Pornhub, which had more than 18.5 billion visits in 2014, has added a page on its website that allows people to flag revenge porn -- videos featuring them that have been posted on the website without a subject's consent. The Pornhub submissions page went online three months ago, but was made public this week.

" Pornhub has always taken requests to remove of this kind of content very seriously and have clearly indicated that these types of unauthorized uploads are forbidden in our terms of use," Corey Price, the site's vice president of operations. told HuffPost by email. " This has been the case since day one. The decision to completely overhaul our current system and streamline the reporting process was simply a reaffirmation of this stance."

Price said he hoped the new Pornhub page will hasten the decline of revenge porn.

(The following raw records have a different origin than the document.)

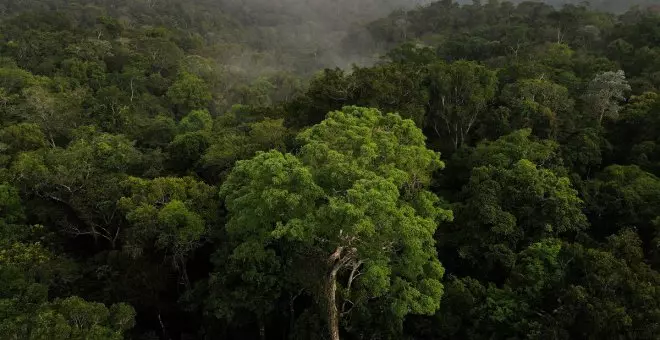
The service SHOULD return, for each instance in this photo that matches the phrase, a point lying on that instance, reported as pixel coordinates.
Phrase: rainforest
(329, 169)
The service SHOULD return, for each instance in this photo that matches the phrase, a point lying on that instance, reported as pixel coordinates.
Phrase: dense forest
(224, 169)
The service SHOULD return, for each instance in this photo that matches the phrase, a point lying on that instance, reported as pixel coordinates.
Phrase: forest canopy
(256, 169)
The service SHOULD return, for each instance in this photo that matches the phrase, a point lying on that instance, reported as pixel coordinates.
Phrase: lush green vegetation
(178, 170)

Complaints to the website on the subject have declined about 38 percent in the past two years. 

"Now that posting revenge porn is being taken seriously as a criminal offense and that more and more companies and community leaders are taking hard stances against the practice, we can only hope that this downwards trend will continue," Price said.

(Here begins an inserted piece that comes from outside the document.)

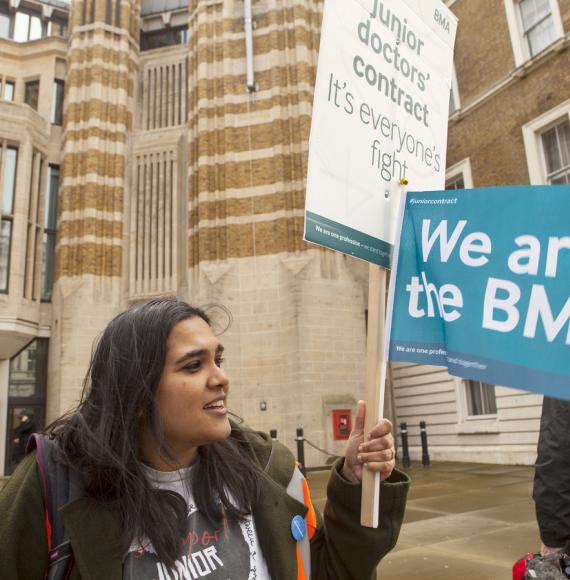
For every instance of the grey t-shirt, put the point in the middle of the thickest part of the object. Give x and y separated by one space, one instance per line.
221 552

New York-based attorney Carrie Goldberg, who litigates revenge porn cases, said she has been using the Pornhub submissions form since it was launched a few months ago.

“They have been pretty good about removing the videos within 24 to 48 hours," Goldberg told HuffPost   “However, a victim might not even know the video has been uploaded until somebody she knows recognizes her in it or she gets contacted by strangers. By then she may be on hundreds of other sites.

"Plus, the sheer volume of visitors to tube sites (well over a billion a month) makes the number of people who can repost a video  that  much bigger.”

Goldberg said Pornhub and its competitors should be more vigilant in making sure that video uploaders know the criminal dangers they face posting non-consensual sex videos online. She also suggested the website work with organizations like the Cyber Civil Rights Initiative, where she is a board member, to find the better ways to stop revenge porn for good.

Price said Pornhub is open to discussing the best way to combat the issue and  has already tweaked the submissions page in at least one regard.

After HuffPost pointed out that the submissions page included explicit porn ads for websites like "PunishTube" and "18 & Abused," Price had the ads removed.

"We have had our development team remove all NSFW advertising on the submission page for those that seek to use it," Price said.